Even with players in other types of stations, we will introduce "distraction" and challenge them to stay focused and get the job done despite the distraction. (usually it's something funny)

The "negative encouragement" is always great. Get them to see just how "silly" the "you can't do this" is and they start understanding that they really are VERY capable and start focusing more on that than the "I can't."
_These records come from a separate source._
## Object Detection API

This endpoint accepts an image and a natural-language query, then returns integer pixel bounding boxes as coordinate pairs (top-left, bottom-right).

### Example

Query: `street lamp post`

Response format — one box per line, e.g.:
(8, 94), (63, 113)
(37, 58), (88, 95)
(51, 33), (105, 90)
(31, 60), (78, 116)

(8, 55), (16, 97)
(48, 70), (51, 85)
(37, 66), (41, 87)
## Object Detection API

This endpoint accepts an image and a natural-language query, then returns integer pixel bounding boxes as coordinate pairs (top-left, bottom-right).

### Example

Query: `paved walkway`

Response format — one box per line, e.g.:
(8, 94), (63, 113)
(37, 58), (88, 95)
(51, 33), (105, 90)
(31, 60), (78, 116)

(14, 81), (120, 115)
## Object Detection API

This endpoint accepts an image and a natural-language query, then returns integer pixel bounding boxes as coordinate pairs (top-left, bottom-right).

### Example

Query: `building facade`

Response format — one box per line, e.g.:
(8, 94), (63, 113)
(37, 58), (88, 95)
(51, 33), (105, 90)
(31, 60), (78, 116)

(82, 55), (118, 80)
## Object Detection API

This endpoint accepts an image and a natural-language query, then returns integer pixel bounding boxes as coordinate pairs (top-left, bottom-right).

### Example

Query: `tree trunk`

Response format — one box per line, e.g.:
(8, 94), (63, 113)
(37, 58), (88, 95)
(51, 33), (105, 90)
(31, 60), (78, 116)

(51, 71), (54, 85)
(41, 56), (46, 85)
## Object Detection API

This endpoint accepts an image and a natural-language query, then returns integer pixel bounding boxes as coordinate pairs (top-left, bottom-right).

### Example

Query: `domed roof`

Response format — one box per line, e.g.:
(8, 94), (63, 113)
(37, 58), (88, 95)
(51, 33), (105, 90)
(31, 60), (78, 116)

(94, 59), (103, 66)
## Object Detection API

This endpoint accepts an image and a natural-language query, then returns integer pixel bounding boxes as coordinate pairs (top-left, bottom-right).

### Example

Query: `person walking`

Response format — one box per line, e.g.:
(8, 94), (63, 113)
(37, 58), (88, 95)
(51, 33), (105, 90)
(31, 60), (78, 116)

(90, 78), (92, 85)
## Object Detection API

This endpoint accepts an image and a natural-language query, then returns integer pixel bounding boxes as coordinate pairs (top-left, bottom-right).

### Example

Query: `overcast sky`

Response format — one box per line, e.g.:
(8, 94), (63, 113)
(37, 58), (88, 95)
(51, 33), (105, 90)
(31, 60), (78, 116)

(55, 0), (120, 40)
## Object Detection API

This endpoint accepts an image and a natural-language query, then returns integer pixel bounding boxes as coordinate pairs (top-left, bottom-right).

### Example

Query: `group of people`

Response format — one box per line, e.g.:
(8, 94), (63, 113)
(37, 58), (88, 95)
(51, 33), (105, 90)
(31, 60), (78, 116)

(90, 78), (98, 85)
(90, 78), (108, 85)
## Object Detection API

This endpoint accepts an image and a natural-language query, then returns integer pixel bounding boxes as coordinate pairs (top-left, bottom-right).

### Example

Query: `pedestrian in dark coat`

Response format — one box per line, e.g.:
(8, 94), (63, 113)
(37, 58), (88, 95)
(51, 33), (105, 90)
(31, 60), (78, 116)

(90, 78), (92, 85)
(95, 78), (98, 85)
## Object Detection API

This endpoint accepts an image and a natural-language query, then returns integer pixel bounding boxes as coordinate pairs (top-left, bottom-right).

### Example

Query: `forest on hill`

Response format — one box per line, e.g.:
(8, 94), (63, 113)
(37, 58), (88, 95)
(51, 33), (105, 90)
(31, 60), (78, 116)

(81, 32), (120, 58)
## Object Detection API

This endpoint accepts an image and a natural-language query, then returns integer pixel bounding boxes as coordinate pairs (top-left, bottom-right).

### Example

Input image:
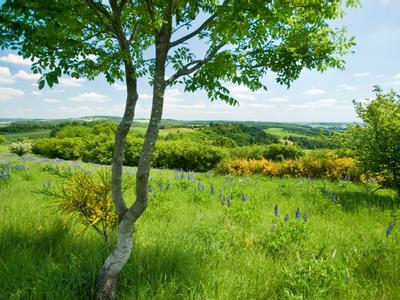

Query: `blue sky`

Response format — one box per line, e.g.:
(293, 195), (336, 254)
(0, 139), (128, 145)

(0, 0), (400, 122)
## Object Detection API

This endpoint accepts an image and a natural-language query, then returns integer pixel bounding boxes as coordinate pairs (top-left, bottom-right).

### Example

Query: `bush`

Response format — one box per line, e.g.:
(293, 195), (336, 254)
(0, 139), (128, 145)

(53, 169), (118, 246)
(153, 141), (228, 172)
(32, 138), (83, 160)
(9, 141), (32, 156)
(214, 158), (361, 181)
(230, 144), (304, 161)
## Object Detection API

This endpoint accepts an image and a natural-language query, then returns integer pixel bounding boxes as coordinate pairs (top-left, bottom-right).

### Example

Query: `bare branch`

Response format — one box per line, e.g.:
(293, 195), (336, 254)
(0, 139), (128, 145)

(170, 14), (217, 48)
(165, 44), (225, 85)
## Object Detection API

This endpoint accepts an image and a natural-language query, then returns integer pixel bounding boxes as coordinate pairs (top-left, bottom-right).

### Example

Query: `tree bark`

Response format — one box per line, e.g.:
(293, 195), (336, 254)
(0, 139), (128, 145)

(95, 63), (138, 300)
(96, 0), (174, 300)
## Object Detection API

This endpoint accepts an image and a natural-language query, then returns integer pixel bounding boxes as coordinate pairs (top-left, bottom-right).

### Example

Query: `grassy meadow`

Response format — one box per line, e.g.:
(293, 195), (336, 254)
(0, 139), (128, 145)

(0, 151), (400, 299)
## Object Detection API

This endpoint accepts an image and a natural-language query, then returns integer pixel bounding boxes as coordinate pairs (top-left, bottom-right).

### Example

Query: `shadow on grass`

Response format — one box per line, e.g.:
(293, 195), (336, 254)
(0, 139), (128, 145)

(0, 222), (102, 299)
(119, 241), (202, 299)
(0, 222), (200, 299)
(338, 191), (400, 211)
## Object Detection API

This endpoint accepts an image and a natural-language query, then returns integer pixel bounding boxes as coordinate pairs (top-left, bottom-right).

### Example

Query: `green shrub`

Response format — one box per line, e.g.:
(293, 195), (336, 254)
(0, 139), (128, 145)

(52, 169), (118, 246)
(8, 141), (32, 156)
(32, 138), (83, 160)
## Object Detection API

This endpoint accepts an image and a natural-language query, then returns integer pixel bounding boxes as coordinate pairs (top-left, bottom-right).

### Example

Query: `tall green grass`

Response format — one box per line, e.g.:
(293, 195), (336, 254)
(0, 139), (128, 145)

(0, 155), (400, 299)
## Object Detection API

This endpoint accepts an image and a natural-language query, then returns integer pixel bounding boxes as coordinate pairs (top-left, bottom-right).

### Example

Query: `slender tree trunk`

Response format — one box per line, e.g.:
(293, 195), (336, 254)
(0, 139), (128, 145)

(95, 65), (138, 300)
(96, 1), (174, 300)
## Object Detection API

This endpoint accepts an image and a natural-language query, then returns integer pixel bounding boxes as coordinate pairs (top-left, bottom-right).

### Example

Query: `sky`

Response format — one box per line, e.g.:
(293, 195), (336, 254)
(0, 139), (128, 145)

(0, 0), (400, 122)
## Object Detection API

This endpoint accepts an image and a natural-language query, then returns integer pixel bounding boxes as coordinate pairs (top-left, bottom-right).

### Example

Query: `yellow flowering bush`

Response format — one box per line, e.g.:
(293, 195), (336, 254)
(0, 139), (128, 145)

(55, 169), (118, 246)
(215, 157), (361, 181)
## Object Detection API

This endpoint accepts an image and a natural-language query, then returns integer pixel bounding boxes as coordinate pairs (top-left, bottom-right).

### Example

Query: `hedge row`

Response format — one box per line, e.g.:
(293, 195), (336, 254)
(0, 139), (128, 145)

(32, 133), (303, 172)
(215, 157), (362, 181)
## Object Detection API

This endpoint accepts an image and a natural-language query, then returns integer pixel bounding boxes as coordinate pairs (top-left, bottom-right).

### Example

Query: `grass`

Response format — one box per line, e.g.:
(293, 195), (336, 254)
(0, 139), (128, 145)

(0, 154), (400, 299)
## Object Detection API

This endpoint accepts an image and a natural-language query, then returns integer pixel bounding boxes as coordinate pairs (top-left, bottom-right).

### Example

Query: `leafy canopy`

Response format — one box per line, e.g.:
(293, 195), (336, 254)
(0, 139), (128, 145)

(0, 0), (359, 104)
(348, 86), (400, 191)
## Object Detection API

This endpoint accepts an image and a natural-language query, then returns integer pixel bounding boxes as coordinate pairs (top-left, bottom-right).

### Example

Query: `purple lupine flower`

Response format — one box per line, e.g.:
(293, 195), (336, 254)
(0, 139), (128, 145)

(242, 194), (247, 202)
(386, 223), (396, 237)
(274, 204), (279, 218)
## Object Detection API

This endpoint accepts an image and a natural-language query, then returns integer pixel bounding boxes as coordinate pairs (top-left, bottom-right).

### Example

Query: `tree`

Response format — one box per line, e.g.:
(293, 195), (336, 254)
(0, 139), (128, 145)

(347, 86), (400, 194)
(0, 0), (358, 298)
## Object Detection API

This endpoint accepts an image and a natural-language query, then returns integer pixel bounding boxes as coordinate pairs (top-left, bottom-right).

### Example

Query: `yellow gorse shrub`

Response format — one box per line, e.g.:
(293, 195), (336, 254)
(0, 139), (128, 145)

(215, 157), (361, 180)
(56, 169), (118, 245)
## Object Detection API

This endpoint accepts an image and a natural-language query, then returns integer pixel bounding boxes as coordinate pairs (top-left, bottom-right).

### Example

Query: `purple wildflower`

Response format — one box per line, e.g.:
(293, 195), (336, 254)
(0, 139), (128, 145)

(274, 204), (279, 218)
(242, 194), (247, 202)
(386, 223), (396, 237)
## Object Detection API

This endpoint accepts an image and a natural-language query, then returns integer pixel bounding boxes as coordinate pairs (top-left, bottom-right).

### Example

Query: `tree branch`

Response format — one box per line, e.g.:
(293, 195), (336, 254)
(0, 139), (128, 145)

(165, 44), (225, 85)
(170, 13), (217, 48)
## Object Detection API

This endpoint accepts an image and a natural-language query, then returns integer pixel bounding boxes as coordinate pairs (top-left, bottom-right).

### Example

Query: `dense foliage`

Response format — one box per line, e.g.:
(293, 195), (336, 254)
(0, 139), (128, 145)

(347, 87), (400, 192)
(8, 141), (32, 156)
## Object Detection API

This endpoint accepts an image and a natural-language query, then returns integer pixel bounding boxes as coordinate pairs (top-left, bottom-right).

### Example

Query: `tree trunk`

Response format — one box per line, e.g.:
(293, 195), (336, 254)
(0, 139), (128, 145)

(96, 1), (173, 300)
(95, 64), (138, 300)
(96, 214), (133, 300)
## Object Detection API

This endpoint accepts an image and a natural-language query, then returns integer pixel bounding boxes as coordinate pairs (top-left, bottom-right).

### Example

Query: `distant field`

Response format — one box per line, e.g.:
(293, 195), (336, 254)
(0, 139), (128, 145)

(0, 155), (400, 300)
(1, 129), (50, 141)
(265, 128), (306, 139)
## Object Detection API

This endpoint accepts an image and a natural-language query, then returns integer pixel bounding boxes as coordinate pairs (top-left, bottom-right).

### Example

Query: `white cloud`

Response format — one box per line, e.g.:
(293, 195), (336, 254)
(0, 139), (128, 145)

(288, 98), (338, 110)
(0, 54), (32, 66)
(165, 89), (183, 104)
(0, 67), (15, 84)
(60, 78), (85, 87)
(303, 87), (326, 96)
(269, 96), (289, 103)
(43, 98), (62, 103)
(337, 83), (357, 91)
(354, 72), (372, 77)
(228, 85), (256, 101)
(112, 82), (126, 91)
(69, 92), (108, 103)
(139, 91), (152, 100)
(0, 87), (24, 101)
(15, 70), (41, 80)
***WARNING: thread hijack coming up (sorry)***
I also did this with a struggling hitter recently. Told her that when she was in the box that it was only her and the pitcher (forget all the zillions of tips coaches gave, parents gave, well-meaning people gave). I said, "Can you honestly look at that pitcher and tell me she's better than you? That she can beat you?" This pitcher we were talking about really wasn't anything spectacular or overpowering. This hitter thought I was joking - of course the pitcher wasn't better than her nor did she have the physical ability to throw pitches this batter couldn't handle. Once this hitter realized that, she took a whole new attitude with her into the box. It's just her and that pitched ball and she can handle that ball. Before she was taking too much with her into the box:
my team needs a hit
I haven't hit the ball well yet
I have to get a good hit now
my parents have been doing all kind of extra practice with me, why can't I just get a hit?
if I don't hit I might get taken out of the game
why can't I hit now when I hit so well in the off season?

WAY too much going on in her head - stripped all that away and got her to focus on just the ball or just her and that pitcher - got her to realize that each at bat is just a battle between her and the pitcher and she's a good enough hitter that she knows she CAN take just about any pitcher we'll face. When I asked her if the pitcher was better than her - the answer was so obvious to her than she's now focused more on that - I'm better than the pitcher and I can win this battle vs all that other stuff she was thinking.

Now she's doing SOOOOOOO much better. Went 3-3 in our most recent game - with a few RBI's and a couple of doubles.

Get them to believe in what they are capable of (there's proof of it every time they do something great in practice) and add pressure/distraction to practice situations so that games aren't and overwhelming difference.